Component/s: Misc Library

Labels:
Description
Scala's BigDecimal.hashCode() implementation, while not technically broken, is implemented in such a way as to nearly guarantee a large number of collisions. The current implementation looks like this:
override def hashCode(): Int = if (isWhole) unifiedPrimitiveHashcode else doubleValue.##
unifiedPrimitiveHashcode essentially casts this to an Int and returns the result.
There are several problems with this implementation. For the time being, let's ignore whole numbers caught by if(isWhole) and assume we're working with numbers having fractional parts. The fact that the number's Double representation is used to calculate the hash value in this case yields the following undesirable properties:
 All BigDecimal values greater than Double.MaxValue have equivalent hash values, since they all map to Double.PositiveInfinity
 All BigDecimal values less than Double.MinValue have equivalent hash values for the same reason
 All BigDecimal values with absolute value smaller than Double.MinPositiveValue have equivalent hash values, since they all map to 0.0
 All BigDecimal values with more than 17 significant digits have nearby neighboring values with the same hash value, since all the digits after the first 17 are truncated by the cast to Double
Here is some simple test code that demonstrates the problem:
val doubleEpsilon: BigDecimal = BigDecimal(Double.MinPositiveValue) //4.9E324 val subLong: BigDecimal = BigDecimal(Long.MaxValue / 2) val smallNumbers: Set[Int] = (1 to 100) map (i => (doubleEpsilon * i / 1000).##) toSet val largeNumbers: Set[Int] = (1 to 100) map (i => (subLong + i + 0.1).##) toSet //smallNumbers.size == 1 //largeNumbers.size == 1
BigDecimal values that are whole numbers fare slightly better. Since they are cast to Ints, their lower 32 bits are used as the hash value, solving the nearby neighbor collision problem. Unfortunately, since only the first 32 bits are used, it is trivial to generate collisions between them simply by flipping bits beyond the first 32. This will lead to poor performance for any algorithms using them as masks, multiplying or dividing by large powers of two, working with Mersenne primes, etc.

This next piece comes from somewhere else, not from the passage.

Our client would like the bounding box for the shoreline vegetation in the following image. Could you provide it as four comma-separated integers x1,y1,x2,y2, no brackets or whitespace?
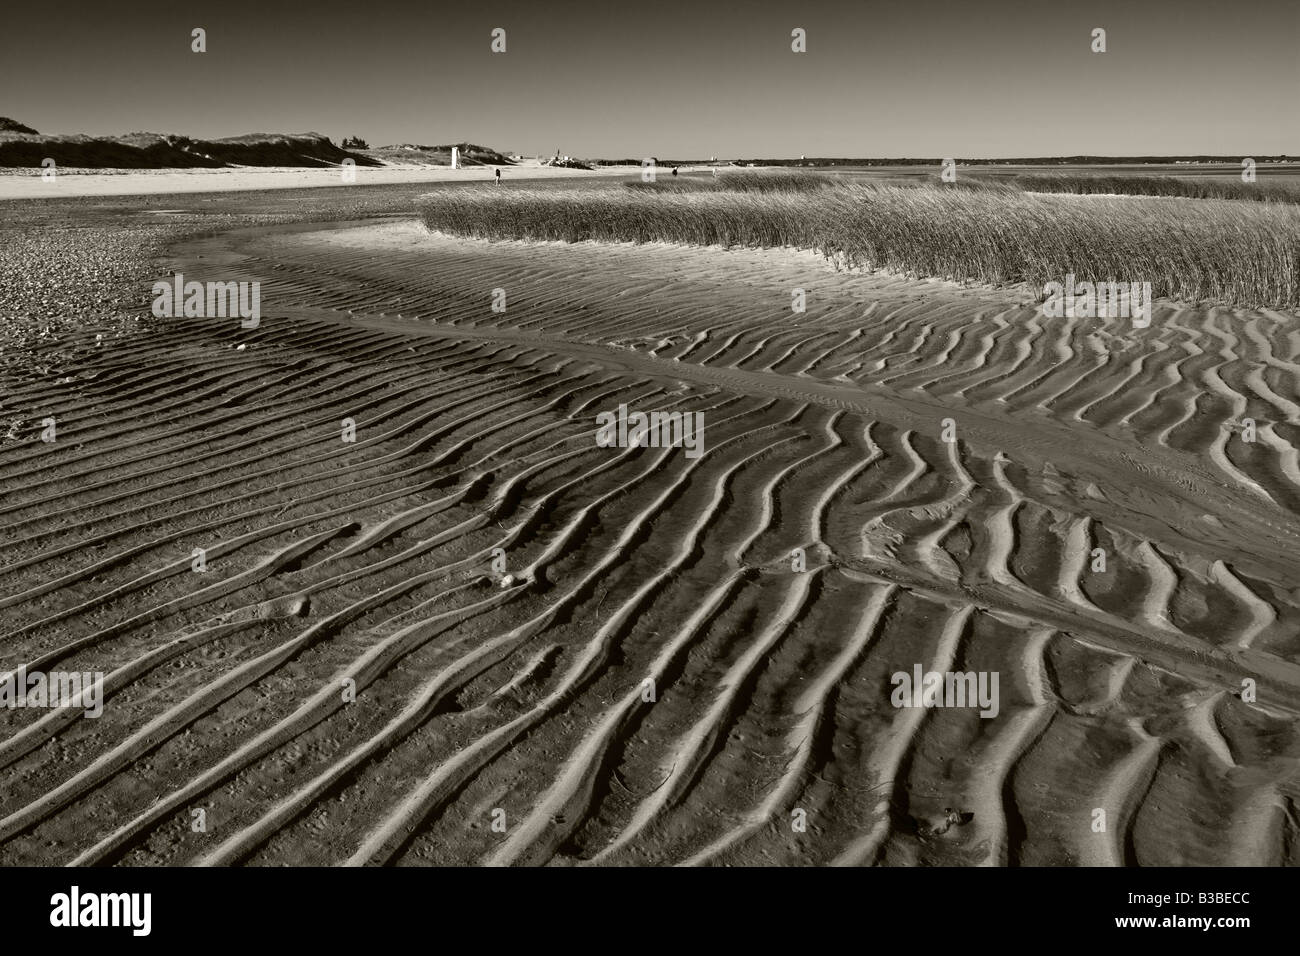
419,172,1300,308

The following improved hashCode() implementation, presented as pseudocode, should solve both of these problems and is relatively simple. Since hashCode would be more expensive to calculate, it might make sense to store the result as well. I haven't tested this implementation.
override def hashCode(): Int = { if (isWhole && this < Int.MaxValue && this > Int.MinValue) unifiedPrimitiveHashcode //This makes the hashCode implementation consistent with Int representations else { //convert to string (fully expanded, no scientific notation) //if string contains ".": // strip trailing 0s // strip trailing . // //return string's hashcode } }
I don't see a problem with this implementation, though we should find a way out of the number nurturing business.